Accepted Showcase Pitch
Short Abstract
'Lost at Night' is a citizen science platform that georeferences astronaut photos of Earth's night lights. It creates a night global map to analyze light pollution and its ecological impacts, supporting the EU PLAN-B project.
Abstract
The systematic monitoring of Artificial Light at Night (ALAN) is predominantly conducted using satellite platforms such as DMSP-OLS and VIIRS-DNB. However, the extensive archive of high-resolution, multispectral (color) digital photographs captured by astronauts aboard the International Space Station (ISS) offers a complementary dataset with superior spatial resolution in urban centers. The primary limitation of this archive for scientific application is the lack of systematic georectification. This research addresses this data gap through a citizen science initiative designed to study the documented impacts of ALAN on biodiversity and human health.

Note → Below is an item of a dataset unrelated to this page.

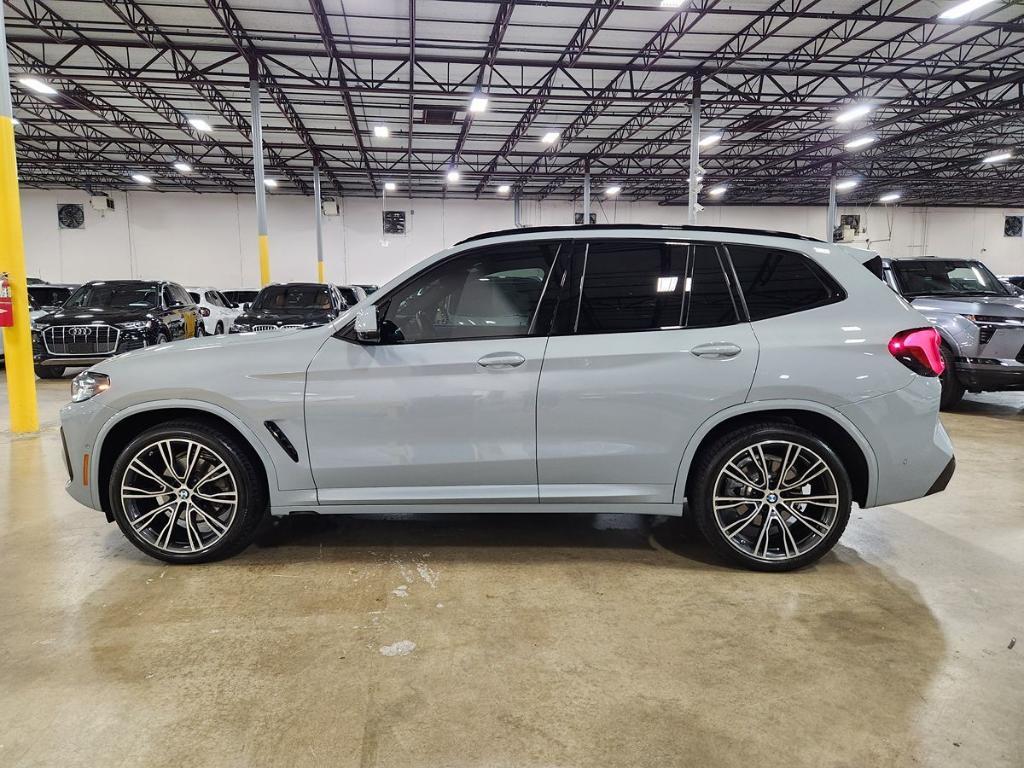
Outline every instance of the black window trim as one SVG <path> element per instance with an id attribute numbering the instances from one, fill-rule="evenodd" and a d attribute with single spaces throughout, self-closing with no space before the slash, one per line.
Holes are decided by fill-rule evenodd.
<path id="1" fill-rule="evenodd" d="M 547 243 L 555 243 L 555 244 L 557 244 L 557 248 L 555 248 L 555 257 L 554 257 L 554 259 L 552 259 L 551 267 L 548 269 L 548 273 L 544 277 L 544 286 L 541 288 L 540 296 L 537 297 L 537 306 L 533 308 L 533 314 L 530 317 L 530 324 L 527 326 L 527 332 L 526 333 L 497 334 L 497 335 L 494 335 L 494 336 L 471 336 L 471 337 L 467 337 L 467 338 L 464 338 L 464 339 L 421 339 L 419 341 L 401 341 L 401 342 L 378 341 L 378 342 L 374 342 L 372 345 L 369 345 L 369 346 L 375 346 L 375 347 L 377 347 L 377 346 L 379 346 L 379 347 L 407 347 L 407 346 L 411 346 L 413 344 L 445 344 L 445 343 L 454 343 L 454 342 L 463 342 L 463 341 L 493 341 L 495 339 L 546 338 L 546 337 L 550 336 L 551 335 L 551 324 L 554 323 L 555 317 L 558 314 L 558 312 L 557 312 L 557 305 L 556 305 L 555 312 L 553 312 L 552 315 L 551 315 L 551 321 L 550 321 L 550 323 L 548 325 L 548 329 L 547 329 L 546 332 L 543 332 L 543 333 L 537 332 L 537 329 L 534 328 L 534 325 L 535 325 L 536 320 L 537 320 L 537 314 L 540 312 L 540 308 L 541 308 L 541 306 L 544 303 L 544 299 L 545 299 L 547 290 L 549 288 L 551 273 L 555 271 L 555 268 L 558 266 L 559 260 L 564 257 L 566 244 L 567 243 L 571 243 L 571 241 L 567 240 L 566 238 L 562 238 L 562 237 L 551 237 L 551 238 L 544 238 L 544 239 L 538 239 L 538 240 L 529 240 L 529 241 L 526 241 L 526 242 L 528 242 L 529 244 L 536 244 L 536 245 L 543 245 L 543 244 L 547 244 Z M 436 264 L 431 264 L 426 269 L 421 270 L 421 271 L 417 272 L 414 275 L 411 275 L 409 277 L 409 279 L 406 280 L 405 282 L 396 285 L 394 288 L 392 288 L 387 293 L 387 295 L 382 296 L 378 301 L 374 301 L 373 302 L 373 307 L 377 310 L 377 321 L 380 322 L 381 315 L 387 313 L 388 307 L 390 307 L 391 302 L 394 300 L 395 295 L 398 294 L 399 291 L 401 291 L 404 288 L 406 288 L 407 286 L 411 285 L 414 281 L 419 280 L 421 278 L 424 278 L 427 275 L 430 275 L 435 270 L 440 269 L 441 267 L 444 267 L 444 266 L 450 264 L 455 259 L 459 259 L 459 258 L 462 258 L 463 256 L 467 256 L 467 255 L 473 254 L 473 253 L 480 253 L 482 251 L 488 251 L 488 250 L 491 250 L 491 249 L 494 249 L 494 248 L 501 248 L 501 247 L 507 246 L 507 245 L 515 246 L 515 245 L 522 245 L 522 244 L 523 243 L 521 241 L 510 241 L 510 242 L 507 242 L 507 243 L 489 243 L 489 244 L 486 244 L 486 245 L 477 246 L 475 248 L 466 248 L 465 250 L 461 250 L 458 253 L 451 254 L 450 256 L 442 259 L 441 261 L 437 262 Z M 557 290 L 559 291 L 559 294 L 561 294 L 562 289 L 563 289 L 563 286 L 561 286 L 561 285 L 557 287 Z M 376 295 L 376 294 L 374 294 L 374 295 Z M 351 322 L 345 323 L 344 326 L 339 328 L 333 334 L 333 337 L 336 338 L 336 339 L 340 339 L 341 341 L 347 341 L 347 342 L 353 343 L 353 344 L 360 344 L 360 345 L 362 345 L 362 344 L 365 343 L 365 342 L 360 341 L 356 337 L 356 333 L 355 333 L 355 320 L 354 319 Z"/>
<path id="2" fill-rule="evenodd" d="M 736 274 L 736 265 L 733 264 L 732 254 L 729 252 L 730 245 L 740 248 L 760 248 L 766 251 L 783 251 L 785 253 L 792 253 L 793 255 L 803 260 L 805 264 L 807 264 L 808 268 L 821 283 L 822 287 L 829 292 L 830 298 L 826 301 L 821 301 L 818 302 L 817 304 L 812 304 L 811 306 L 808 307 L 800 307 L 799 309 L 781 312 L 777 315 L 772 315 L 771 317 L 763 317 L 760 320 L 753 320 L 750 316 L 750 309 L 747 306 L 747 298 L 746 296 L 743 295 L 743 286 L 740 284 L 739 276 Z M 828 307 L 833 304 L 838 304 L 842 301 L 846 301 L 846 299 L 849 298 L 849 294 L 846 292 L 846 289 L 843 288 L 842 284 L 834 277 L 832 277 L 832 274 L 827 269 L 825 269 L 825 267 L 819 264 L 816 259 L 812 259 L 810 256 L 808 256 L 806 253 L 803 253 L 802 251 L 795 251 L 791 248 L 779 248 L 773 245 L 760 245 L 758 243 L 721 243 L 720 248 L 724 252 L 725 258 L 728 261 L 729 274 L 736 281 L 736 292 L 739 294 L 740 301 L 743 305 L 743 314 L 746 316 L 746 322 L 748 323 L 759 323 L 764 320 L 774 320 L 778 317 L 788 317 L 790 315 L 796 315 L 799 314 L 800 312 L 809 312 L 812 309 L 821 309 L 822 307 Z"/>
<path id="3" fill-rule="evenodd" d="M 685 256 L 685 260 L 686 261 L 685 261 L 685 275 L 684 275 L 684 279 L 685 279 L 685 277 L 692 275 L 693 265 L 695 263 L 695 260 L 693 258 L 694 249 L 697 246 L 701 246 L 701 245 L 709 246 L 715 252 L 715 255 L 718 258 L 719 269 L 722 270 L 722 273 L 723 273 L 723 275 L 725 277 L 726 284 L 728 285 L 728 288 L 729 288 L 729 298 L 732 301 L 733 309 L 736 311 L 736 319 L 733 322 L 731 322 L 731 323 L 719 323 L 719 324 L 715 324 L 715 325 L 688 325 L 688 324 L 684 323 L 684 324 L 681 324 L 681 325 L 667 325 L 667 326 L 662 326 L 662 327 L 659 327 L 659 328 L 623 328 L 623 329 L 616 330 L 616 331 L 582 331 L 582 332 L 579 331 L 580 307 L 582 306 L 582 302 L 583 302 L 583 283 L 584 283 L 584 278 L 586 277 L 587 259 L 590 256 L 590 245 L 591 245 L 591 243 L 594 243 L 594 242 L 602 242 L 602 243 L 603 242 L 625 242 L 625 243 L 654 242 L 654 243 L 658 243 L 659 245 L 671 244 L 671 245 L 684 246 L 686 248 L 686 256 Z M 660 237 L 660 238 L 659 237 L 621 237 L 621 238 L 620 237 L 615 237 L 615 238 L 603 238 L 603 239 L 599 238 L 599 237 L 598 238 L 594 238 L 594 237 L 577 238 L 576 240 L 572 241 L 572 248 L 570 248 L 570 250 L 569 250 L 570 267 L 571 267 L 572 260 L 576 258 L 576 244 L 577 243 L 585 244 L 586 247 L 584 249 L 583 273 L 580 275 L 579 286 L 577 286 L 577 289 L 576 289 L 575 317 L 574 317 L 574 320 L 573 320 L 573 322 L 571 324 L 571 327 L 568 330 L 566 330 L 566 331 L 552 330 L 552 332 L 549 334 L 550 336 L 553 336 L 553 337 L 554 336 L 608 336 L 608 335 L 619 334 L 619 333 L 657 333 L 659 331 L 686 331 L 686 330 L 700 330 L 702 328 L 729 328 L 729 327 L 734 326 L 734 325 L 739 325 L 740 323 L 749 322 L 749 320 L 747 319 L 749 317 L 749 315 L 747 314 L 746 304 L 742 303 L 743 302 L 743 298 L 740 295 L 739 290 L 738 290 L 738 281 L 736 280 L 735 273 L 732 272 L 732 261 L 730 259 L 728 259 L 725 254 L 723 254 L 723 252 L 722 252 L 722 243 L 718 243 L 718 242 L 715 242 L 715 241 L 712 241 L 712 240 L 696 240 L 696 239 L 666 240 L 663 237 Z M 570 274 L 571 274 L 571 269 L 570 269 Z M 568 286 L 566 290 L 571 291 L 572 290 L 572 286 Z M 564 294 L 564 291 L 563 291 L 563 294 Z M 571 293 L 570 293 L 570 295 L 571 295 Z M 563 298 L 564 298 L 564 295 L 563 295 Z M 684 294 L 684 296 L 683 296 L 683 306 L 682 306 L 682 309 L 680 311 L 680 319 L 682 319 L 684 317 L 685 318 L 689 318 L 689 314 L 690 314 L 690 298 L 691 297 L 689 295 Z M 739 299 L 740 303 L 737 303 L 737 298 Z"/>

The Lost at Night (lostatnight.org) platform, developed within the Horizon Europe project PLAN-B, functions as a Volunteered Geographic Information (VGI) system to process this imagery. The project engages the public in the manual georectification of the astronaut photography archive. Participants are presented with an image and an interactive map interface to identify and annotate ground control points (GCPs), such as coastal features, road intersections, and urban structures. This crowdsourcing approach leverages human pattern recognition to overcome challenges inherent to automated registration, including oblique viewing angles and atmospheric distortion.

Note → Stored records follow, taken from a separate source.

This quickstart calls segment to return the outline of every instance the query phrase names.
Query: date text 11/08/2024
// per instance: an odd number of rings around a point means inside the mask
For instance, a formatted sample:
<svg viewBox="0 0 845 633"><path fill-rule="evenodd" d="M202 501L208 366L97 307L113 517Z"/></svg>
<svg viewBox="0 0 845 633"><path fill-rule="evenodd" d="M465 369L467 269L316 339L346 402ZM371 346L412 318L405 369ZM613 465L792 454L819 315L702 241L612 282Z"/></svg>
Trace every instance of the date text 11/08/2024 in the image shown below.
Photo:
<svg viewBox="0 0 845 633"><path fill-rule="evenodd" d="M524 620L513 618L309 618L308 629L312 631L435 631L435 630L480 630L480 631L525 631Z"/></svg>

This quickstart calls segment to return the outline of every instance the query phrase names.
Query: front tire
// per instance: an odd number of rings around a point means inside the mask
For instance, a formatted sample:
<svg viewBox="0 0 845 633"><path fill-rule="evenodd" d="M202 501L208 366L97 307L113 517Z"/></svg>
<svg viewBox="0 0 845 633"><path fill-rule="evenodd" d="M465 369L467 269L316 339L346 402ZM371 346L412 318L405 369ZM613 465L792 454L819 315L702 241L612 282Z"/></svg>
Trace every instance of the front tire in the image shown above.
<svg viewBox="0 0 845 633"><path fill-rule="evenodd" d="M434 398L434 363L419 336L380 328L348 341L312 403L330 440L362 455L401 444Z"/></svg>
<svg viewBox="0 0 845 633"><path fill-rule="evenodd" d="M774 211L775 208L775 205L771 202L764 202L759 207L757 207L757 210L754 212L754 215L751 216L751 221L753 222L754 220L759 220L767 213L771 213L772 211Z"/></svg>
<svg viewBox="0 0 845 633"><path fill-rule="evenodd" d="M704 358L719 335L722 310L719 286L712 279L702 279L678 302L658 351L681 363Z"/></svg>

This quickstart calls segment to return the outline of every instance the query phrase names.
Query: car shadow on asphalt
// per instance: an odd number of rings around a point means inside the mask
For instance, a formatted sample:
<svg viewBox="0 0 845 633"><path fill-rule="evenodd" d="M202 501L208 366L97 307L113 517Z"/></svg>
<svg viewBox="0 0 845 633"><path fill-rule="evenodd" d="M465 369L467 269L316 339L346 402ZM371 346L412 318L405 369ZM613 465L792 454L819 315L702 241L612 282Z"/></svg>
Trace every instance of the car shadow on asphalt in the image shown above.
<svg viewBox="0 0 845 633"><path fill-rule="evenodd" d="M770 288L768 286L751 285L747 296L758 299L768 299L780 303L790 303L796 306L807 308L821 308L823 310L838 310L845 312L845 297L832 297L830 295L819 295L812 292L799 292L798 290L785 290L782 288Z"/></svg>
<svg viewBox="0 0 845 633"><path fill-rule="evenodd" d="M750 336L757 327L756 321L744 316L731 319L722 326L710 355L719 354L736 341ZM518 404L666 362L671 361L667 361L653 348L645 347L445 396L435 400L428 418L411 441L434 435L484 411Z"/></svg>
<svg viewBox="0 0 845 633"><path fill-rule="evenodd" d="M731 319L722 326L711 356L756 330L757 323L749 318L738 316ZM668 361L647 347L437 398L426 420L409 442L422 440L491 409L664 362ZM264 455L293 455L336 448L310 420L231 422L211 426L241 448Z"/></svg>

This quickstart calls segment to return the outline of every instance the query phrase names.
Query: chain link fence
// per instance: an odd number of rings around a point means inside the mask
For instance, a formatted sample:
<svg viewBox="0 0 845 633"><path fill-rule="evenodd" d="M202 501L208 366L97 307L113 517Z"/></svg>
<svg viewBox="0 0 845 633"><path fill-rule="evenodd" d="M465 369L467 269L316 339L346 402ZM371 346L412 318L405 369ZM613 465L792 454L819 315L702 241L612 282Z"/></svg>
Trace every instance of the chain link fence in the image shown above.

The primary output is a longitudinal, open-access database of georectified nocturnal imagery. This process transforms qualitative visual imagery into quantitative, spatially-explicit data on nighttime radiance and spectral composition. The resulting dataset enables large-scale correlative studies between ALAN metrics and ecological indicators, directly supporting the objectives of the PLAN-B project. This presentation will detail the methodological framework, data validation protocols, and the application of this novel dataset for research into the spatio-temporal dynamics of light pollution and its environmental consequences.